Il servizio che la troupe stava realizzando si concentrava sull’omicidio di Awdah Athaleen, abitante di Umm al Kheir, da parte di Ynon Levi, uno dei coloni più controversi della zona, al centro di denunce internazionali per violenze ma mai perseguito penalmente. Il caso rientra nel quadro di una crescente impunità di cui godono molti coloni israeliani nelle zone occupate, soprattutto nelle aree rurali della Cisgiordania meridionale.

L’intimidazione subita da Goracci avviene in un contesto in cui le aggressioni contro giornalisti, sia locali che internazionali, sono in aumento. Documentare ciò che accade nei villaggi palestinesi comporta rischi crescenti, anche per professionisti riconosciuti a livello internazionale.

Un episodio emblematico del conflitto

La testimonianza di Lucia Goracci rappresenta uno spaccato significativo del clima che si respira nei territori palestinesi occupati, dove l’azione giornalistica viene spesso ostacolata, soprattutto quando si toccano temi come gli abusi dei coloni o l’espansione degli insediamenti israeliani. La presenza della troupe del Tg3 in una zona ad alta tensione come Umm al Kheir non è stata tollerata da alcuni coloni, che hanno reagito con ostilità crescente e comportamenti intimidatori.

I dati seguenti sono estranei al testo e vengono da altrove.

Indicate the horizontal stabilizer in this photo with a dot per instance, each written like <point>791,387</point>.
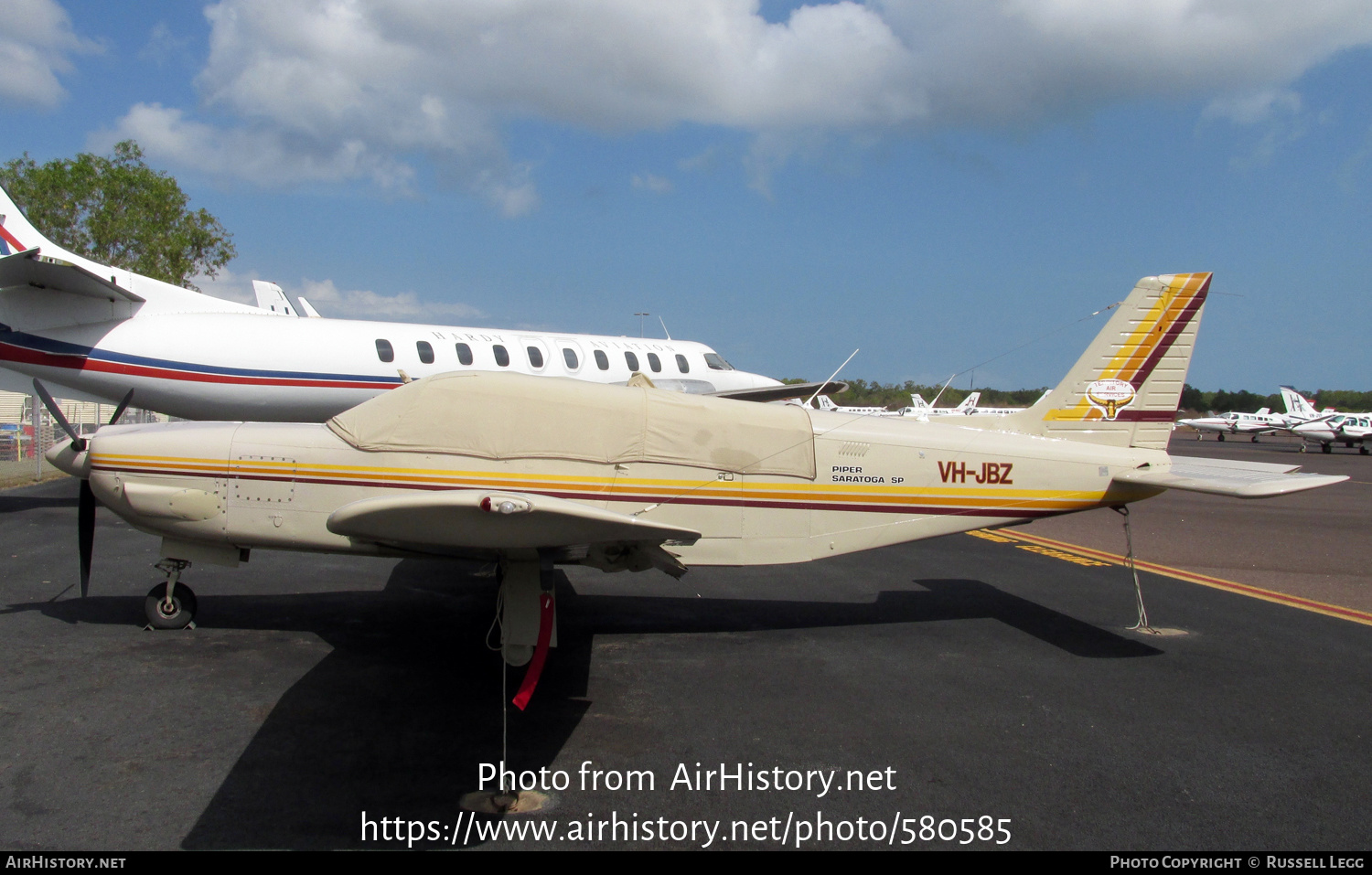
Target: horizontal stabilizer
<point>1228,477</point>
<point>32,271</point>
<point>787,391</point>
<point>490,520</point>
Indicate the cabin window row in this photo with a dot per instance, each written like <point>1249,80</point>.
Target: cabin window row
<point>386,353</point>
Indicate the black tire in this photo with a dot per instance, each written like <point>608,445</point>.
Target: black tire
<point>181,597</point>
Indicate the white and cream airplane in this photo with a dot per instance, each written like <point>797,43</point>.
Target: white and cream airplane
<point>1298,411</point>
<point>970,405</point>
<point>1235,422</point>
<point>531,474</point>
<point>1346,428</point>
<point>95,332</point>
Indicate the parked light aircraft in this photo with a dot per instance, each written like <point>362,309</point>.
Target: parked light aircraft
<point>1346,428</point>
<point>1298,409</point>
<point>970,406</point>
<point>95,332</point>
<point>823,402</point>
<point>1234,422</point>
<point>531,474</point>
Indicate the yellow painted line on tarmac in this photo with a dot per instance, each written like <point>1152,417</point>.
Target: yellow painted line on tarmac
<point>1206,581</point>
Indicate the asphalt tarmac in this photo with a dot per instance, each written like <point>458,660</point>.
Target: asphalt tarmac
<point>963,678</point>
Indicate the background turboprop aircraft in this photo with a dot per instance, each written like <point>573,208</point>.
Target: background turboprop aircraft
<point>95,332</point>
<point>530,474</point>
<point>1300,411</point>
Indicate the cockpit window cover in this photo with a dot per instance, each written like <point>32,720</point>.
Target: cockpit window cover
<point>509,416</point>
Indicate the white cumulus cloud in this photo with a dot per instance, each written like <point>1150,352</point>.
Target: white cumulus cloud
<point>337,90</point>
<point>338,304</point>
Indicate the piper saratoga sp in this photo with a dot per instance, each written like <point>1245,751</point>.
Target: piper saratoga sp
<point>531,474</point>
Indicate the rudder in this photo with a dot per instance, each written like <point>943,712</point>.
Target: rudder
<point>1125,387</point>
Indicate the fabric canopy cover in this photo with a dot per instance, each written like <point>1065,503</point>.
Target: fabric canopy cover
<point>513,416</point>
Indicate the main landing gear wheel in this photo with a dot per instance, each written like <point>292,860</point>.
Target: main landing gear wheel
<point>175,616</point>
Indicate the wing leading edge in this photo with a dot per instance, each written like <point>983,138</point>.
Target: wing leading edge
<point>1228,477</point>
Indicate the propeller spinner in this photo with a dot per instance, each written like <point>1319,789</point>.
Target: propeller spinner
<point>80,466</point>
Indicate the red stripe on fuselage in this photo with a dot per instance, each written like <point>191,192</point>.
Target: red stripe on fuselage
<point>13,353</point>
<point>626,496</point>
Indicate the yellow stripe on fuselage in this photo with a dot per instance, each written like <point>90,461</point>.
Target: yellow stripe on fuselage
<point>609,487</point>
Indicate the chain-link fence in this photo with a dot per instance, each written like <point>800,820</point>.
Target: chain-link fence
<point>25,439</point>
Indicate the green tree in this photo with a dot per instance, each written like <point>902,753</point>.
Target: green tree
<point>120,211</point>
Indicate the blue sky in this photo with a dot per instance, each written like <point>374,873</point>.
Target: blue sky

Non si è trattato di un confronto verbale isolato, ma di una vera e propria messa in pericolo fisica per una troupe impegnata in un servizio giornalistico di cronaca. Il fatto che il colono avesse una pistola alla fondina e bloccasse deliberatamente la fuga della giornalista e dell’operatore lascia pochi dubbi sulla gravità dell’accaduto.

Un segnale d’allarme per la libertà d’informazione

L’episodio rilancia il tema della protezione dei giornalisti nei contesti di conflitto, già ampiamente discusso dalle organizzazioni internazionali per i diritti umani. In Cisgiordania, sempre più spesso, i reporter vengono visti come testimoni scomodi da chi esercita violenza o da chi intende impedire la diffusione di immagini e testimonianze.

L’azione del colono – fotografare la troupe, bloccarla, avvicinarsi armato – costituisce una forma di intimidazione sistematica, che minaccia non solo la sicurezza dei giornalisti, ma anche il diritto del pubblico a essere informato su quanto accade nei territori contesi.

Lucia Goracci, nota per il suo approccio rigoroso e indipendente al giornalismo, ha spesso raccontato situazioni complesse da zone di guerra o territori in tensione. Questo episodio rafforza la necessità di meccanismi di tutela più stringenti per i cronisti sul campo, in particolare nei contesti dove la presenza militare e civile armata rende fragile ogni garanzia di sicurezza.

Una cronaca che non si può fermare

La violenza e l’intimidazione non hanno impedito a Goracci e al suo operatore di proseguire il lavoro di documentazione. La diretta è andata comunque in onda, e il servizio ha raccontato la storia di Awdah Athaleen e l’ambiente in cui si è consumata la sua morte. Una testimonianza importante, nonostante il tentativo di silenziarla con la minaccia.

Questo episodio evidenzia, ancora una volta, l’importanza del giornalismo sul campo, capace di portare alla luce le dinamiche di potere e di violenza spesso ignorate o nascoste. In Cisgiordania, come altrove, il diritto a raccontare resta essenziale, anche quando farlo comporta rischi concreti.